James Pethokoukis and Yuval Levin discuss Levin’s recent essay, “Conservatism in an Age of Alienation,” in which Levin describes 21st-century conservatism as “a conservatism that is uncertain if this election has marked a victory or a defeat, and is therefore both aggressive in pursuit of opportunities and alert to dangers.”

In this essay, you write that while the Republican party may be up, conservatism may be down. I think the phrase is: “This doesn’t feel like winning.” Why doesn’t it feel like winning?

Well, I think that the past year and 2016 election year was a time that would have to force conservatives to search our souls some. The Republican party ended up doing well in the election at all levels, and, of course, winning the presidential election. But it did so in the course of also opening up some distance between the Republican party and conservatism that I think is greater than the distance we’ve seen any time since the 1970s. And Donald Trump simply didn’t run as a conservative, didn’t really pretend to, and in many ways ran over a lot of conservative sacred cows on the way to the presidency.
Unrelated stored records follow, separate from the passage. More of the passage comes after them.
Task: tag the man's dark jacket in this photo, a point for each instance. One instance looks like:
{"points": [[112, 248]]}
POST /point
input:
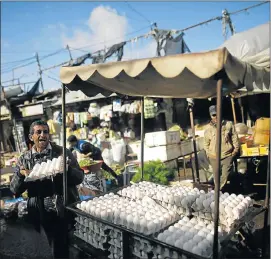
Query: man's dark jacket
{"points": [[39, 190]]}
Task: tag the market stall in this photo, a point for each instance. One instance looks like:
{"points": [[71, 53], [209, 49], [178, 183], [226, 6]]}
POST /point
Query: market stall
{"points": [[198, 75]]}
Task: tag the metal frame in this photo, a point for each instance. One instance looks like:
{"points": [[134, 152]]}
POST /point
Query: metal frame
{"points": [[218, 162]]}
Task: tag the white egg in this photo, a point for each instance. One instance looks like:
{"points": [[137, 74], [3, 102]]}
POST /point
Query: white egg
{"points": [[189, 235], [197, 238], [188, 246], [161, 237], [202, 233], [197, 250]]}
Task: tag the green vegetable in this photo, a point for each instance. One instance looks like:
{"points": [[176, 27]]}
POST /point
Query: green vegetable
{"points": [[86, 162], [156, 172]]}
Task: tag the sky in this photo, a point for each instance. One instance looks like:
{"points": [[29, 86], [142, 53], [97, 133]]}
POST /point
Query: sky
{"points": [[48, 27]]}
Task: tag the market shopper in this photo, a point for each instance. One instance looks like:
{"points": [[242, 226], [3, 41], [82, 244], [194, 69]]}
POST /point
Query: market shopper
{"points": [[45, 197], [229, 145], [89, 151]]}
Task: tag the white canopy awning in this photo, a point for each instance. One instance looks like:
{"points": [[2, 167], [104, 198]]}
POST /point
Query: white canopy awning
{"points": [[192, 75], [80, 97]]}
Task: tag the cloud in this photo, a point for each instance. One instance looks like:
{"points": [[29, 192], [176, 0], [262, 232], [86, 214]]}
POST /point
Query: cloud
{"points": [[105, 27]]}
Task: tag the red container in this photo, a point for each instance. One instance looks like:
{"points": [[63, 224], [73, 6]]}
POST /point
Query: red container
{"points": [[94, 167]]}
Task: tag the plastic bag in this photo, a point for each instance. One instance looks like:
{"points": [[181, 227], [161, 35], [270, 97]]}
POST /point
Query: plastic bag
{"points": [[107, 155], [22, 209], [241, 128], [119, 151]]}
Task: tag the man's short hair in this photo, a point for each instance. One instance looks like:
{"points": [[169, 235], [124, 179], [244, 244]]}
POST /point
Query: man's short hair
{"points": [[72, 138], [37, 123]]}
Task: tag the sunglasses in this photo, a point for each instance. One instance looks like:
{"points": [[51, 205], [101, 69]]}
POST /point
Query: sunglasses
{"points": [[38, 132]]}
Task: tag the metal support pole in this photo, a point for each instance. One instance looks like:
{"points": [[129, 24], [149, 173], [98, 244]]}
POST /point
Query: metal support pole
{"points": [[266, 205], [40, 71], [242, 109], [194, 142], [65, 193], [142, 138], [16, 133], [13, 77], [217, 166], [70, 54], [233, 111]]}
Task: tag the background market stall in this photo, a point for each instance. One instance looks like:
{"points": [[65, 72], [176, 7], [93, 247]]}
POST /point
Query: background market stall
{"points": [[198, 75]]}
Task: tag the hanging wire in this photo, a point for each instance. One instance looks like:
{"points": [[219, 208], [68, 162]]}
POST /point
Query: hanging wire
{"points": [[96, 44], [137, 12], [141, 36], [17, 61]]}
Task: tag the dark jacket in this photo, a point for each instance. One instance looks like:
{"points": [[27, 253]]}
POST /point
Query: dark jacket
{"points": [[41, 189]]}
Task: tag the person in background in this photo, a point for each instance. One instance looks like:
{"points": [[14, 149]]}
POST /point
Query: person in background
{"points": [[229, 145], [89, 151], [45, 197]]}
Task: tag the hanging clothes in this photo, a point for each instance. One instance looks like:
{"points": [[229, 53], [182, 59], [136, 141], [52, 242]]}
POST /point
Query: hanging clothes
{"points": [[117, 48], [79, 61], [160, 36], [176, 45], [77, 118], [97, 59]]}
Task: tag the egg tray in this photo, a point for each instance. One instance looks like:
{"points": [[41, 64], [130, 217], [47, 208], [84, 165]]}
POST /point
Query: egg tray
{"points": [[177, 209], [126, 233], [155, 243], [141, 248], [226, 227], [27, 179]]}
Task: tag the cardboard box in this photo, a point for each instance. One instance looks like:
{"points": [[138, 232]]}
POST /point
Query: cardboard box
{"points": [[249, 151], [264, 150], [186, 147], [163, 153], [162, 138]]}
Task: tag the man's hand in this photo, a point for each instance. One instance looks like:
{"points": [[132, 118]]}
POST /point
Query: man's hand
{"points": [[24, 172], [87, 155]]}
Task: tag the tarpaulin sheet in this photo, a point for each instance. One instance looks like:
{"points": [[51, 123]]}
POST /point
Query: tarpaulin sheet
{"points": [[192, 75]]}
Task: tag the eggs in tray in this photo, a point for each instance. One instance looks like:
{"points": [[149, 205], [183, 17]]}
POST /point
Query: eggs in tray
{"points": [[46, 169]]}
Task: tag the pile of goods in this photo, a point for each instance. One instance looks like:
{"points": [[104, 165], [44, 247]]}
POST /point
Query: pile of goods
{"points": [[177, 198], [92, 232], [46, 169], [86, 163], [195, 236], [160, 211], [231, 207], [143, 216]]}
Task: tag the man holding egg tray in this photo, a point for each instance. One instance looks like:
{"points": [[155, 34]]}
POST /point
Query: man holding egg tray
{"points": [[90, 151], [45, 190], [229, 145]]}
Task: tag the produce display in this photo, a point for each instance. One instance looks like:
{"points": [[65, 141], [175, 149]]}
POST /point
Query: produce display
{"points": [[195, 236], [46, 169], [231, 207], [177, 198], [86, 162], [92, 232], [158, 212], [143, 216], [156, 172]]}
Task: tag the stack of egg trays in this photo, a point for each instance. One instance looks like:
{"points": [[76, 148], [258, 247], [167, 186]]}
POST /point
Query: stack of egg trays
{"points": [[142, 248], [156, 244], [92, 232], [116, 244], [209, 216], [179, 210]]}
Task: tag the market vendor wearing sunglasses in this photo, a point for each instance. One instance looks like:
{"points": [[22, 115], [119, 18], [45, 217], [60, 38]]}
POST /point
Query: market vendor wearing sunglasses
{"points": [[229, 145], [45, 197]]}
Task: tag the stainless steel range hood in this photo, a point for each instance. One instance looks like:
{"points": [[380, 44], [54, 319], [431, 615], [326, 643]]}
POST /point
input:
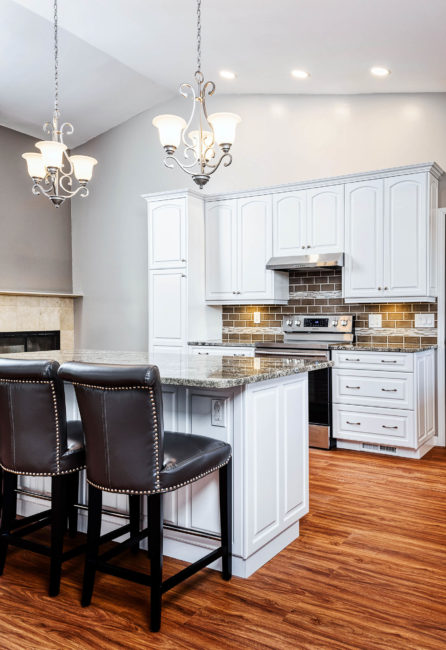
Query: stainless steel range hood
{"points": [[305, 261]]}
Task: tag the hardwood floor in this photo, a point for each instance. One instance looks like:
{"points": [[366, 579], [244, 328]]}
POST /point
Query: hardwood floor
{"points": [[368, 571]]}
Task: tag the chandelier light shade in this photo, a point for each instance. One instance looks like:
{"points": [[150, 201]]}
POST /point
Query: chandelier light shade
{"points": [[202, 136], [52, 169]]}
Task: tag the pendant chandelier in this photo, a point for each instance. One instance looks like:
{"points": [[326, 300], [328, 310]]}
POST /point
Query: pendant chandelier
{"points": [[52, 169], [203, 136]]}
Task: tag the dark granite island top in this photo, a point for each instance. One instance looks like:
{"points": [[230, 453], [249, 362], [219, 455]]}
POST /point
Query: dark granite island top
{"points": [[185, 369]]}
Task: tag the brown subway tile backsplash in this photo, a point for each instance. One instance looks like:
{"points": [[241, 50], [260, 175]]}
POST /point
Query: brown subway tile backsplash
{"points": [[395, 316]]}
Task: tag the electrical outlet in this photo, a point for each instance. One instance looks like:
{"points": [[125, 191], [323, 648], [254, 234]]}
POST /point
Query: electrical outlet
{"points": [[375, 320], [424, 320], [218, 415]]}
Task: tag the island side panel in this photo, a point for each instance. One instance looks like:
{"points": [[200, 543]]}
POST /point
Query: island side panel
{"points": [[276, 471]]}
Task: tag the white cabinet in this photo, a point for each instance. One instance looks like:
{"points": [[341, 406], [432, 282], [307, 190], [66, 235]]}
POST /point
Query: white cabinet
{"points": [[289, 223], [221, 250], [406, 223], [238, 246], [391, 410], [364, 240], [309, 221], [167, 233], [177, 308], [325, 219], [390, 243], [168, 315]]}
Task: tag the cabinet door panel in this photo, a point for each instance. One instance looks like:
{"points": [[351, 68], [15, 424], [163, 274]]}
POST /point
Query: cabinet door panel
{"points": [[325, 221], [405, 236], [167, 234], [363, 273], [254, 217], [289, 223], [221, 270], [167, 308]]}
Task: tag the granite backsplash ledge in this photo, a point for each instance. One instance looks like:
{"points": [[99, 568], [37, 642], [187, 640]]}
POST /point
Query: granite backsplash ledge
{"points": [[317, 291]]}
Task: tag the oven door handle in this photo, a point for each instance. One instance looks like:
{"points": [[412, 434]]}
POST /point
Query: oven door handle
{"points": [[296, 353]]}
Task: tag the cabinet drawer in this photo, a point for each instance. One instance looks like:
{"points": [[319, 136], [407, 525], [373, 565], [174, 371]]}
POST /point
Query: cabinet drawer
{"points": [[391, 389], [373, 360], [386, 426], [224, 350]]}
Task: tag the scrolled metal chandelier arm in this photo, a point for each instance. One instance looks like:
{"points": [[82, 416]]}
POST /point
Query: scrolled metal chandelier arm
{"points": [[203, 149], [53, 170]]}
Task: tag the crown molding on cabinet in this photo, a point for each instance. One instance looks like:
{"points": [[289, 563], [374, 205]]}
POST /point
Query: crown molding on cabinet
{"points": [[40, 294]]}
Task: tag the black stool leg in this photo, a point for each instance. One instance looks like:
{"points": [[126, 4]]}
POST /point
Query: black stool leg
{"points": [[225, 479], [73, 493], [155, 523], [93, 536], [135, 513], [58, 528], [8, 514]]}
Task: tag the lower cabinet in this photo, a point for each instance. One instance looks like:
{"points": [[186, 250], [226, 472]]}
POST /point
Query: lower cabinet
{"points": [[381, 410]]}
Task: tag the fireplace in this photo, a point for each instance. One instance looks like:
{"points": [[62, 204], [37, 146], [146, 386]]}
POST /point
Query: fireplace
{"points": [[11, 342]]}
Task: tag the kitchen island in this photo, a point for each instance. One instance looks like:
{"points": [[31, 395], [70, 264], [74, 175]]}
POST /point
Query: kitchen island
{"points": [[260, 407]]}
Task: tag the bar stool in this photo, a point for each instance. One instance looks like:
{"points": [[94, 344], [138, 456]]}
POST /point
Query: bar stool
{"points": [[36, 440], [129, 452]]}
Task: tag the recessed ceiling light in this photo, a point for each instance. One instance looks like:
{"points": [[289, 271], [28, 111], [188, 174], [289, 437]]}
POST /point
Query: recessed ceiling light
{"points": [[379, 71], [300, 74], [227, 74]]}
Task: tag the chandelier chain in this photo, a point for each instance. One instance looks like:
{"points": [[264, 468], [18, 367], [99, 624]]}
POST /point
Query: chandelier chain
{"points": [[56, 60], [198, 35]]}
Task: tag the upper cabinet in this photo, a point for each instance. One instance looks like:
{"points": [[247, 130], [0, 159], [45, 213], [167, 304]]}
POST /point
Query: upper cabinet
{"points": [[167, 234], [325, 220], [390, 242], [238, 246], [309, 221]]}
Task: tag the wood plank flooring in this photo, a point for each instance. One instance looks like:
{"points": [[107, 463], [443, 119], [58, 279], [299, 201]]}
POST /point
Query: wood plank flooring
{"points": [[368, 572]]}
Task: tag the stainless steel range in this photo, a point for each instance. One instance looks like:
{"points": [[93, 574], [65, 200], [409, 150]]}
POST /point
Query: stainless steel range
{"points": [[310, 336]]}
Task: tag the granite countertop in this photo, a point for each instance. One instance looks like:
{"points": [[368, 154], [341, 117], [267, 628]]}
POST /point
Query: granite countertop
{"points": [[360, 347], [382, 347], [229, 344], [183, 369]]}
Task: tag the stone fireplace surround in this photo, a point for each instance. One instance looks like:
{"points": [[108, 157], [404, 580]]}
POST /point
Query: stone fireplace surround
{"points": [[34, 313]]}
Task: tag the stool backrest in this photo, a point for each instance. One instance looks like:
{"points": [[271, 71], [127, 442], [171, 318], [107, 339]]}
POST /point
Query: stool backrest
{"points": [[122, 418], [33, 430]]}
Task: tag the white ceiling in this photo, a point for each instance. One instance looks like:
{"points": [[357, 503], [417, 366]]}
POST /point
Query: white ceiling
{"points": [[119, 57]]}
Conservatives need to think about the fact that even though Republicans won this election, the past year’s revealed there’s some serious weaknesses in what conservatives are offering the country—especially at the level of agenda, of policy, where it seemed like the 15 conservatives that ran against Trump for the Republican nomination couldn’t get the attention of Republican voters in making the case for a conservative policy agenda. Instead, Trump got their attention largely by attacking that case and that agenda and by making a very different case, by making an appeal to a very different set of concerns and a different set of issues than conservatives have tended to argue for. So the guy saying that we need lower taxes just isn’t enough. I think that should lead conservatives to think about what it is we need to be for today, what it means to be a conservative in contemporary American politics which can’t start in policy; it has to end in policy. It has to start in the sense of how we understand the country’s problems, how we think about the role of the government in politics and solving problems, and then what that should mean for public policy.